Their Lordships explored the scope of the EU and UK obligations in relation to financial services under the WTO Agreement and on free trade agreements.

The experts explained the scope and nature of WTO commitments in financial services and how free trade agreements have failed so far to significantly further liberalise the sector. They also discussed the meaning and scope of the so-called “prudential carve-out” (explaining that it is a broad exception, but still subject to conditions and justification).

Their Lordships were particularly interested in the role that equivalence could play in liberalisation and whether the EU’s MFN obligations under its existing free trade agreements would constitute an obstacle to an “enhanced equivalence” being agreed with the UK.  The experts explained that these MFN obligations were generally conditional on similar circumstances prevailing and often excluded  equivalence regimes.

They asked specifically whether a failure of the EU to adopt equivalence decisions in respect of the UK could be challenged under the WTO given that the UK is currently entirely aligned with EU rules.

Eric White explained that the WTO requires a WTO Member that exempts financial services and service suppliers from any other Members from its domestic requirements on the grounds that the requirements that they are subject to in their home markets are “equivalent” to the first Member’s requirements must provide all other WTO Members “adequate opportunity” to also demonstrate equivalence and benefit from such exemptions. In other words, although WTO Members are not required by the WTO Agreement to recognise equivalence for the financial regulations of other WTO Members, where they do have such equivalence regimes and accord equivalence in respect of some WTO Members, they must operate these equivalence regimes in a non-discriminatory manner.

In view of the fact that UK requirements would be identical to those applicable in the remaining EU immediately following Brexit, it would be difficult to find a justifiable basis to refuse equivalence in respect of the UK where equivalence decisions have been adopted with respect to other jurisdictions that have less close regulatory alignment to the EU.  The fact that the UK would not be subject to EU institutional supervision following Brexit would not be a reason to refuse equivalence where this is not required in the case of other WTO Members.

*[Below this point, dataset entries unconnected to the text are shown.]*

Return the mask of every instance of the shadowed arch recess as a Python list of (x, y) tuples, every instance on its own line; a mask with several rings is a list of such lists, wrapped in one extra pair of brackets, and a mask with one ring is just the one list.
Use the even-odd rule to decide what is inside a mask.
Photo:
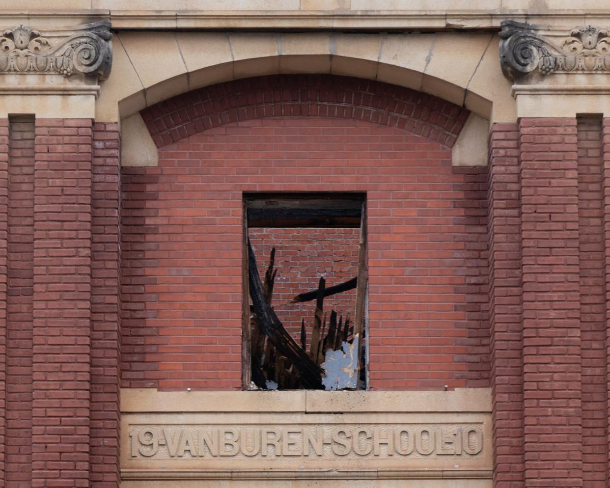
[(387, 83), (332, 74), (281, 74), (211, 85), (140, 112), (157, 148), (240, 121), (321, 117), (395, 127), (453, 147), (470, 111)]

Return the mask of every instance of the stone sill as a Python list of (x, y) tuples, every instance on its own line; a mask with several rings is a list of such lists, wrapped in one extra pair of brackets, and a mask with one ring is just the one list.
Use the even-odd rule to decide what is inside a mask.
[(159, 392), (121, 390), (121, 411), (130, 412), (390, 413), (492, 411), (489, 388), (447, 392)]

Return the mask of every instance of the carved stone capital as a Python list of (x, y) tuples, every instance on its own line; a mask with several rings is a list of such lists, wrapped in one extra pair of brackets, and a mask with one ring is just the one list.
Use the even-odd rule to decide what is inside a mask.
[(515, 80), (539, 71), (610, 73), (608, 32), (593, 26), (573, 29), (567, 36), (542, 35), (535, 26), (514, 21), (501, 24), (500, 56), (502, 72)]
[(112, 65), (110, 23), (72, 27), (67, 38), (20, 25), (0, 35), (0, 74), (73, 74), (108, 77)]

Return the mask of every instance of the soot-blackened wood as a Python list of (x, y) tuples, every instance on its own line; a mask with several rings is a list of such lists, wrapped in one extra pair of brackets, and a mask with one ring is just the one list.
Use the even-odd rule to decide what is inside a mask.
[[(271, 299), (273, 296), (273, 285), (275, 283), (275, 276), (278, 273), (277, 269), (274, 270), (273, 269), (274, 264), (275, 248), (274, 247), (271, 248), (271, 255), (269, 257), (269, 265), (265, 273), (265, 285), (264, 287), (265, 300), (270, 305), (271, 305)], [(265, 348), (265, 334), (261, 330), (260, 324), (256, 315), (253, 320), (253, 326), (252, 334), (250, 338), (252, 348), (252, 381), (259, 388), (266, 388), (267, 383), (265, 381), (264, 373), (260, 370), (263, 366), (261, 363), (263, 360), (263, 351)]]
[(307, 344), (307, 332), (305, 331), (305, 319), (301, 319), (301, 348), (305, 351), (305, 345)]
[(337, 351), (341, 346), (341, 339), (343, 337), (343, 315), (339, 317), (339, 323), (335, 332), (335, 343), (332, 345), (332, 350)]
[[(343, 283), (340, 283), (338, 285), (334, 285), (334, 286), (329, 287), (324, 290), (324, 296), (330, 296), (331, 295), (336, 295), (337, 293), (340, 293), (343, 292), (347, 292), (349, 290), (353, 290), (358, 285), (358, 278), (353, 278), (351, 279), (349, 279)], [(316, 289), (315, 290), (310, 290), (309, 292), (304, 292), (302, 293), (299, 293), (294, 298), (290, 300), (290, 303), (302, 303), (305, 301), (311, 301), (312, 300), (315, 300), (318, 296), (318, 290), (319, 289)]]
[[(242, 228), (242, 245), (243, 249), (248, 245), (248, 217), (246, 203), (242, 204), (243, 212), (243, 226)], [(250, 389), (250, 382), (252, 381), (252, 343), (251, 342), (251, 332), (252, 323), (250, 320), (250, 296), (248, 293), (249, 287), (245, 286), (248, 282), (248, 256), (245, 253), (242, 253), (242, 387), (244, 390)], [(256, 326), (256, 325), (255, 325)]]
[(320, 279), (318, 285), (317, 300), (315, 303), (315, 315), (314, 316), (314, 329), (311, 332), (311, 343), (309, 344), (309, 357), (316, 363), (318, 362), (318, 353), (320, 351), (321, 340), (322, 320), (324, 314), (324, 288), (326, 281), (323, 278)]
[(250, 297), (263, 331), (278, 352), (285, 356), (299, 370), (301, 382), (304, 386), (312, 389), (321, 389), (322, 368), (299, 347), (284, 328), (273, 309), (265, 300), (264, 290), (256, 266), (256, 257), (249, 240), (248, 242), (248, 254)]
[(328, 334), (324, 340), (324, 350), (322, 351), (322, 357), (326, 357), (326, 351), (329, 349), (334, 350), (335, 335), (337, 334), (337, 312), (331, 311), (331, 320), (328, 326)]
[(367, 203), (362, 203), (362, 220), (360, 228), (360, 246), (358, 254), (358, 289), (356, 294), (356, 317), (354, 320), (354, 337), (358, 337), (357, 365), (358, 381), (356, 382), (356, 389), (361, 388), (361, 373), (364, 371), (365, 365), (362, 361), (362, 344), (364, 342), (365, 301), (367, 296)]

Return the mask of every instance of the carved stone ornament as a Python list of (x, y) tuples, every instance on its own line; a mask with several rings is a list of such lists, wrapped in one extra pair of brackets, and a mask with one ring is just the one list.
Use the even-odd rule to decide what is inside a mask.
[(81, 73), (108, 77), (112, 65), (109, 22), (74, 28), (79, 32), (55, 46), (38, 30), (17, 26), (0, 36), (0, 73)]
[(610, 38), (593, 26), (573, 29), (559, 42), (536, 32), (536, 27), (514, 21), (501, 24), (500, 56), (502, 72), (515, 79), (536, 70), (551, 73), (610, 72)]

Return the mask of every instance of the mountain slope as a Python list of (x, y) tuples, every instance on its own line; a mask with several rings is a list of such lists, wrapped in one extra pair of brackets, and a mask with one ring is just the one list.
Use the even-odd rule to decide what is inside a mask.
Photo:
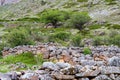
[(119, 0), (22, 0), (16, 4), (0, 7), (0, 19), (36, 17), (45, 9), (87, 11), (91, 18), (98, 21), (120, 23)]

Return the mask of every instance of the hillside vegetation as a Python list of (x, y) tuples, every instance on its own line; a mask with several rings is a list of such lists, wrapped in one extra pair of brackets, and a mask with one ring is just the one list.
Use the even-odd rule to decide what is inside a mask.
[(46, 61), (30, 52), (4, 57), (2, 50), (51, 42), (84, 47), (83, 55), (92, 54), (91, 46), (120, 47), (120, 1), (21, 0), (0, 6), (0, 72), (11, 64), (25, 65), (20, 71)]

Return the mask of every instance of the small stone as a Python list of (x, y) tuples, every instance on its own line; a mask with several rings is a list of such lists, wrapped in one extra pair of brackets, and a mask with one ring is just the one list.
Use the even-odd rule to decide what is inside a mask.
[(59, 67), (56, 66), (53, 62), (44, 62), (42, 65), (43, 69), (58, 70)]
[(73, 80), (75, 77), (74, 75), (63, 75), (59, 72), (53, 72), (52, 76), (56, 79), (56, 80)]
[(101, 74), (120, 74), (120, 67), (100, 67)]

Eric White expressed the view, shared by Dr Bartels, that the EU approach to equivalence does not appear to be in accordance with its GATS obligations.  The EU seems to consider that the grant of equivalence is an entirely autonomous process that the EU operates in its own interests – to allow its financial operators to have access to services in other jurisdictions.  The EU also appears to consider that it may terminate equivalence determinations as and when it pleases – as evidenced by the arbitrary time limits imposed on some recent equivalence decisions concerning Switzerland and the UK.

If the EU position were justified by genuine prudential concerns, the prudential exception may apply.  However the Swiss decision appears to limit the duration of the recognition of equivalence in order to exert leverage over other negotiations taking place between the EU and Switzerland.  The time limitations imposed on the equivalence decisions taken with respect to the UK show a desire to limit the recognition of equivalence to the temporary needs of EU financial institutions.

Their Lordships also enquired as to the effectiveness of the WTO regime. The experts agreed that although the WTO does impose limitations on the freedom of its Members to restrict trade including in financial services, it in no way provides guarantees available in a legal system such as that of the EU.  There is no direct effect or power of injunction in the WTO system and only WTO Member States may bring enforcement action.

Even where it is clear that a Member has acted inconsistently with its obligations, this can only be made actionable by following dispute settlement. This will take time and the remedies are not retrospective.  The offending Member will be entitled to a reasonable period of time to implement the findings of a panel.

Finally, the ultimate remedy that the WTO provides is retaliation – the withdrawal of equivalent concessions.  The refusal to grant equivalence will therefore not necessarily disappear.